We also asked the folks at the ever-popular Scribe Winery, where Martin hosts an annual dinner each August, and George Miliotes, a master sommelier and proprietor of Wine Bar George at Disney Springs in Orlando, Florida, to share their top recs for various types of barbecue.

Scribe says that Martin loves their Estate Riesling, and with good reason, as it has a vibrancy that recharges the palate and manages to cut through the barbecue fat in a refreshing way. They also recommend their chilled red Mission wine, which is a bit spicier and has a pleasing rustic texture that makes for a beautiful barbecue pairing.

“Barbecue is about the fatty richness that is innate to the low and slow cook that is barbecue,” says Miliotes. “The acidity, or crispness, of wines plays off the richness, making each bite of the barbecue taste as flavorful as the first.”
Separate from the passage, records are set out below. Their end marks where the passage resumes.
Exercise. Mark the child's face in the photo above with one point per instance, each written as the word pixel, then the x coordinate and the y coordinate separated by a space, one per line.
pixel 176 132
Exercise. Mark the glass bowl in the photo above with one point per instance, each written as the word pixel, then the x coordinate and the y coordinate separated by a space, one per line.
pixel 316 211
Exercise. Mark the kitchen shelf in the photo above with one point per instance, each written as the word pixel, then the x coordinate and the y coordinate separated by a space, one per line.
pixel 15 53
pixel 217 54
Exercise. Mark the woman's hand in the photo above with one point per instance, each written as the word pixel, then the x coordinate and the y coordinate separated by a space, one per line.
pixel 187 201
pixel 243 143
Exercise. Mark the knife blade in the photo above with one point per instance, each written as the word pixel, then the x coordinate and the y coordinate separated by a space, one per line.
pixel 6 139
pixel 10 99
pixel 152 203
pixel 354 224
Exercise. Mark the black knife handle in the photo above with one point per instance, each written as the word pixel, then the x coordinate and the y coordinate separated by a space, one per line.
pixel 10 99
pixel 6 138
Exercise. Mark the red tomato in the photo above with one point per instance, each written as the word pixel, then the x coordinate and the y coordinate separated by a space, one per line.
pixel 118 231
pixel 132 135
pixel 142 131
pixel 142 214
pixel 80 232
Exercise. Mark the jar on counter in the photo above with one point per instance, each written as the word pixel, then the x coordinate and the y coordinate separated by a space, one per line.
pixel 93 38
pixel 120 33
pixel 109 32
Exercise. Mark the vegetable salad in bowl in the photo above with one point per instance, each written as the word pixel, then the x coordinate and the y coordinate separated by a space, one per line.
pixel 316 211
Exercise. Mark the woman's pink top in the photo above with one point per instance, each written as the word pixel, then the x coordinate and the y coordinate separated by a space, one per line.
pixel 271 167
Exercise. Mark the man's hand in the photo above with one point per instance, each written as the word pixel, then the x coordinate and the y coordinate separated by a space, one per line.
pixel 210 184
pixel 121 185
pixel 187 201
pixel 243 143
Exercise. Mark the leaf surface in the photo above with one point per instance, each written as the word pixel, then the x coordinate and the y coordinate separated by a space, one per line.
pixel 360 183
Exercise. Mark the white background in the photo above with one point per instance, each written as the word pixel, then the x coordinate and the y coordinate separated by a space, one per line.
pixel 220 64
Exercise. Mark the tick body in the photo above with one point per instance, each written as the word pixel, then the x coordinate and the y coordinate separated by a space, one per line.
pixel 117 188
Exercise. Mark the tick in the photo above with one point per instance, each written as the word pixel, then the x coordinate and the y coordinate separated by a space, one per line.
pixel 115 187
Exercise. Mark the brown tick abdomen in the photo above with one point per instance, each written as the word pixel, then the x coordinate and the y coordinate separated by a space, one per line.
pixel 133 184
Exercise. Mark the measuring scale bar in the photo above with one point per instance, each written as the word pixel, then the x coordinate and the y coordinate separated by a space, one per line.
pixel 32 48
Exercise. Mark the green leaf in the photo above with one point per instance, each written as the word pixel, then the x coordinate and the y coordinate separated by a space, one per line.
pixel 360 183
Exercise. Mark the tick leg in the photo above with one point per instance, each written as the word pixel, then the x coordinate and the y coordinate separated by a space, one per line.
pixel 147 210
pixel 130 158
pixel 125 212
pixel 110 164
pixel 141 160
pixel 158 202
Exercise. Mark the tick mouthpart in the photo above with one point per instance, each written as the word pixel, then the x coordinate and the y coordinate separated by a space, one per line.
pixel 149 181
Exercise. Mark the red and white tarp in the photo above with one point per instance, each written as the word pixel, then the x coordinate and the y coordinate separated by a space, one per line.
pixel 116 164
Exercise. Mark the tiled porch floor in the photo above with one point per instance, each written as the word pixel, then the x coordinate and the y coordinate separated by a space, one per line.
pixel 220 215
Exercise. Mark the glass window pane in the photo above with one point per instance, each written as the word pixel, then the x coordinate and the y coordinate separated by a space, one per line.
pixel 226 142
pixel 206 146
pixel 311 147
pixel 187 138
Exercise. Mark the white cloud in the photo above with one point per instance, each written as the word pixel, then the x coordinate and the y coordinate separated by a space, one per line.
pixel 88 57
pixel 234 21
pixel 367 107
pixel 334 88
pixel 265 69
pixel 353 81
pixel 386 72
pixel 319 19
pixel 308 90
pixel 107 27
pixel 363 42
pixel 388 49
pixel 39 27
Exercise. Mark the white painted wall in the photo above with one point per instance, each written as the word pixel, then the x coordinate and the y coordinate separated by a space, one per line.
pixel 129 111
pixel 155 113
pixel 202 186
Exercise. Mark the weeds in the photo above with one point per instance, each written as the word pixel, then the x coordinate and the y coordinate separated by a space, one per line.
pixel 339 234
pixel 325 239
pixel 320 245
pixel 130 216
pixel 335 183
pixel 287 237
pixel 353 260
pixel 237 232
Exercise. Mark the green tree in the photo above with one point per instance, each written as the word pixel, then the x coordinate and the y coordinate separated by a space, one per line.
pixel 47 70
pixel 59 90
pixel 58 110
We asked Miliotes to round out our list by sharing pairings for other popular styles of regional barbecue across the U.S. He notes that the fruitfulness or residual sweetness in the wines he recommends helps offset any spice in the barbecue to ensure each bite is as delicious as the first.

  • Texas BBQ: “Texas barbecue demands a riesling—German kabinett or halbtrocken. The crispness of the riesling allows the richness of the ‘cue to show through, while the touch of sweetness complements the spiciness.”
  • Kansas City BBQ: Miliotes says that fans of Kansas City barbecue will do well to lean into a tannic red wine, and advises opting for a top-quality cru Beaujolais.
  • North Carolina BBQ: “The epic trio of smoky, spicy, and sweet in North Carolina barbecue presents the opportunity for Vouvray to shine as a wine pairing. Vouvray’s fruitiness works with the spicy, acidity offsets the smoky, and minerality complements the sweet.”
  • South Carolina BBQ: Miliotes says there’s something special about cross-cultural food and wine pairings, and he loves to serve South Carolina barbecue with Champagne. He says that the wine shows off the tangy yellow mustard and vinegar nuances of this type of regional barbecue perfectly.

At the end of the day, Martin says that offering wine pairings is relative, and it’s important to consider which varietals you enjoy most to get the best possible dining experience, whether you’re at one of his restaurants, cooking over an open pit in your backyard or at a fancy event.

Let this pairing advice inspire a bit of experimentation with new-to-you varietals and an epic weekend of making a whole-hog barbecue with your loved ones. Needless to say, you’ll need plenty of wine.